Cochlear implants are a type of hearing device that can restore hearing in patients with severe hearing loss or deafness.
It comes in two main parts. The first part is an electrode array surgically placed into the inner ear and a magnet placed under the scalp. The surgery typically takes 1-2 hours under general anesthesia.
“Although we are sometimes able to preserve the remaining hearing in the implanted ear, residual hearing commonly declines after the surgery and that is one reason why you need to have a significant amount of hearing loss to benefit from a cochlear implant,” said Dr. Joshua Smith, ear, nose and throat specialist with Marshfield Clinic Health System.
The second part is an external processor that looks something like a hearing aid. It takes sound and transmits it to the internal receiver. This segment attaches to your head via the magnet that was placed under your scalp. This external part may be replaced in the future as updates are made available or in case the processor is broken.
More advanced testing
There are strict requirements regarding how much hearing loss you must have in order to qualify for cochlear implantation.
Hearing loss is first evaluated with a screening hearing test called an audiogram. If your hearing is poor, you may go on to additional testing to obtain a more complete picture of inner ear function. This may include a CT or MRI of the inner ear and testing of inner ear balance function.
During additional testing, your doctor puts you into real world scenarios such as repeating sentences that are read to you in the presence of background noise.
Hearing with implants is different
Once a cochlear implant is activated, it may take some time for your brain to hear and understand the new electrical sound.
“I think people have this popular notion that once they get the implant, their hearing will go back to the way it used to be,” said Smith.

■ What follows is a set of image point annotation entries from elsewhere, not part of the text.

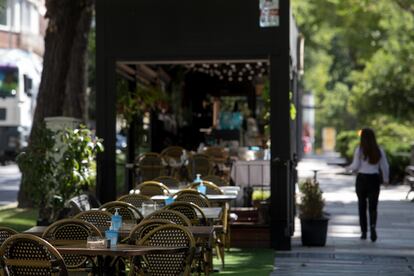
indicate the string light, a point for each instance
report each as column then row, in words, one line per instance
column 238, row 71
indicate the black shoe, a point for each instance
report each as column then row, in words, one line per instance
column 373, row 235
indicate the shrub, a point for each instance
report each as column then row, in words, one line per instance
column 395, row 138
column 311, row 202
column 53, row 173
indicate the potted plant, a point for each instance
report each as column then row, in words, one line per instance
column 56, row 173
column 314, row 221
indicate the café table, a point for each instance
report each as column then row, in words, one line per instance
column 227, row 190
column 197, row 231
column 120, row 250
column 212, row 198
column 209, row 212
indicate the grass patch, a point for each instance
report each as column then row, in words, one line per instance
column 18, row 219
column 247, row 261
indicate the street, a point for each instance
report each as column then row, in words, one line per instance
column 9, row 184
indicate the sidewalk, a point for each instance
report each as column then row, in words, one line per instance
column 345, row 253
column 9, row 184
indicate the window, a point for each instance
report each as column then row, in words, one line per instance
column 9, row 81
column 2, row 114
column 30, row 17
column 4, row 10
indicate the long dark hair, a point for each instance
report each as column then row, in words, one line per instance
column 369, row 146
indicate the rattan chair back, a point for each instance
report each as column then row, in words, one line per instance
column 216, row 180
column 211, row 188
column 25, row 254
column 199, row 164
column 169, row 181
column 217, row 153
column 149, row 166
column 173, row 154
column 83, row 202
column 169, row 235
column 171, row 215
column 193, row 196
column 101, row 219
column 127, row 211
column 5, row 233
column 190, row 210
column 135, row 199
column 71, row 230
column 152, row 188
column 144, row 227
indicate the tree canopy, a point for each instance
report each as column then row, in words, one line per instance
column 359, row 59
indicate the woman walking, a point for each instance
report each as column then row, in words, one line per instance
column 369, row 162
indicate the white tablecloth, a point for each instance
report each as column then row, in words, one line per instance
column 249, row 173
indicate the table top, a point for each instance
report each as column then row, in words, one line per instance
column 209, row 212
column 125, row 250
column 197, row 231
column 212, row 198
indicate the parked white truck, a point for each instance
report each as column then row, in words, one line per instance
column 20, row 73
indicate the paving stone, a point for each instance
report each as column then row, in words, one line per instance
column 345, row 253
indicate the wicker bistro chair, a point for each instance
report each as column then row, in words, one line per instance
column 216, row 180
column 169, row 181
column 149, row 166
column 144, row 227
column 152, row 188
column 127, row 211
column 199, row 164
column 190, row 210
column 82, row 202
column 211, row 188
column 171, row 215
column 193, row 196
column 174, row 157
column 169, row 235
column 5, row 233
column 72, row 230
column 101, row 219
column 25, row 254
column 220, row 158
column 135, row 199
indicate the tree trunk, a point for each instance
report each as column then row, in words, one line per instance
column 63, row 83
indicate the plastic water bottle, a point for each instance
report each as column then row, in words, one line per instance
column 116, row 220
column 198, row 178
column 269, row 13
column 201, row 188
column 112, row 235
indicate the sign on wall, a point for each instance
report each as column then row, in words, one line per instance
column 269, row 13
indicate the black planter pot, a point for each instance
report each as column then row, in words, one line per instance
column 314, row 231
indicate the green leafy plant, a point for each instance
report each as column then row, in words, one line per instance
column 55, row 172
column 311, row 202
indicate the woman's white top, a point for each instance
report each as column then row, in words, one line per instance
column 360, row 165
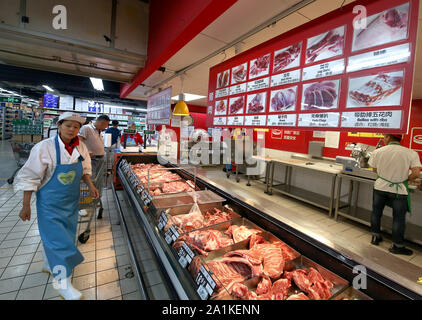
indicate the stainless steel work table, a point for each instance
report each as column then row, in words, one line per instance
column 353, row 211
column 286, row 187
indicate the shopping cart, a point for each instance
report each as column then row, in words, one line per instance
column 87, row 202
column 21, row 152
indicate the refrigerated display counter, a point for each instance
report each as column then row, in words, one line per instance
column 189, row 271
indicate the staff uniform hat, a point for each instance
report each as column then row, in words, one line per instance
column 72, row 116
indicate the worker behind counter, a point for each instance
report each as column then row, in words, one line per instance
column 54, row 171
column 132, row 140
column 90, row 134
column 115, row 133
column 392, row 164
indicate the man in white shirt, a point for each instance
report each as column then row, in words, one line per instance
column 392, row 163
column 90, row 134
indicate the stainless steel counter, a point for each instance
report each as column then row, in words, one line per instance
column 388, row 265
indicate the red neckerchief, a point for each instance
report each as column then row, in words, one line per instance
column 73, row 143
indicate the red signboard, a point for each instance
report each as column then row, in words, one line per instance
column 349, row 70
column 159, row 107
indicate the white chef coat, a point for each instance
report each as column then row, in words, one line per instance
column 93, row 139
column 41, row 164
column 393, row 163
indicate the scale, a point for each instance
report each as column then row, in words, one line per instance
column 124, row 147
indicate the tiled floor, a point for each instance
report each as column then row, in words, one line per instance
column 345, row 228
column 105, row 274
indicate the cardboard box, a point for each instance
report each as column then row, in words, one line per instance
column 26, row 138
column 36, row 138
column 17, row 138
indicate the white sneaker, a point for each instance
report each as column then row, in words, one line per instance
column 69, row 292
column 83, row 213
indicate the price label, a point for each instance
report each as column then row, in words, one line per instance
column 203, row 293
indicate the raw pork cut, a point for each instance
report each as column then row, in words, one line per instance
column 376, row 89
column 256, row 105
column 260, row 65
column 240, row 233
column 299, row 296
column 283, row 100
column 391, row 25
column 311, row 282
column 286, row 57
column 221, row 107
column 239, row 74
column 215, row 216
column 237, row 105
column 320, row 95
column 332, row 41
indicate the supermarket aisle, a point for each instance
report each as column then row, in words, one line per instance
column 347, row 230
column 105, row 274
column 7, row 160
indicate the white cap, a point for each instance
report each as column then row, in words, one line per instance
column 72, row 116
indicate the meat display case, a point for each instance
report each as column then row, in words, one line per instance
column 174, row 270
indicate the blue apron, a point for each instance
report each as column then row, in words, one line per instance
column 57, row 212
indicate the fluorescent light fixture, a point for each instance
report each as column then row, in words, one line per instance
column 189, row 97
column 97, row 84
column 48, row 88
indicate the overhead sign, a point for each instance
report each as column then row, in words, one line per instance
column 159, row 107
column 331, row 74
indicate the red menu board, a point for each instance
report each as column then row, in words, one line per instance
column 159, row 107
column 343, row 71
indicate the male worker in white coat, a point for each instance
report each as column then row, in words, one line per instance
column 392, row 164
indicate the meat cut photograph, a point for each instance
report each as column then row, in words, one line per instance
column 387, row 26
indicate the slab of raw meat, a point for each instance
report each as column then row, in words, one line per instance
column 240, row 233
column 376, row 89
column 256, row 105
column 389, row 26
column 284, row 58
column 261, row 64
column 239, row 74
column 273, row 261
column 299, row 296
column 264, row 286
column 215, row 216
column 311, row 282
column 332, row 41
column 283, row 100
column 237, row 105
column 320, row 95
column 280, row 288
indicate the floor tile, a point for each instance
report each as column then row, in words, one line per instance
column 84, row 269
column 89, row 294
column 10, row 285
column 14, row 272
column 4, row 261
column 84, row 282
column 35, row 293
column 9, row 296
column 105, row 264
column 34, row 280
column 105, row 253
column 105, row 244
column 129, row 285
column 107, row 276
column 109, row 291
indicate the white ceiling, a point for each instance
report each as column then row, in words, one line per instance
column 242, row 17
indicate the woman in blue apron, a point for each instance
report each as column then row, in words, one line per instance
column 58, row 202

For some, it can take several months before the sound becomes more natural and useful. That is because the electronic hearing from the cochlear implant is different from the acoustic hearing you were born with.
“Some patients say that when the implant is first turned on, it sounds like Mickey Mouse or Donald Duck,” Smith said. “However, this tends to fade into a more natural sound over time.”
Your doctor may use sounds you recognize, like a song, to help your brain hear and understand the sound. Sometimes patients are able to hear a sound the same way because their brain remembers what it sounds like.
How it looks
Since a cochlear implant is a device that is visible, some people have cosmetic concerns.
“The part that goes behind the ear isn’t really much bigger than some hearing aids,” said Smith.
Cochlear implants can match the color of your hair, so it is less noticeable.
While some have concerns about how a cochlear implant looks, Smith says it is transformative for those that have lost their hearing. Some people begin socially isolating themselves when their hearing becomes progressively worse.
“The world is silent and it can be like waking back up again,” Smith said. “The more hearing you can get the earlier in hearing loss, the better people do.”
Improving hearing may actually have health benefits that we do not yet fully understand. For instance, some research suggests that improved hearing can have positive effects on memory and may even slow onset or progress in some forms of dementia.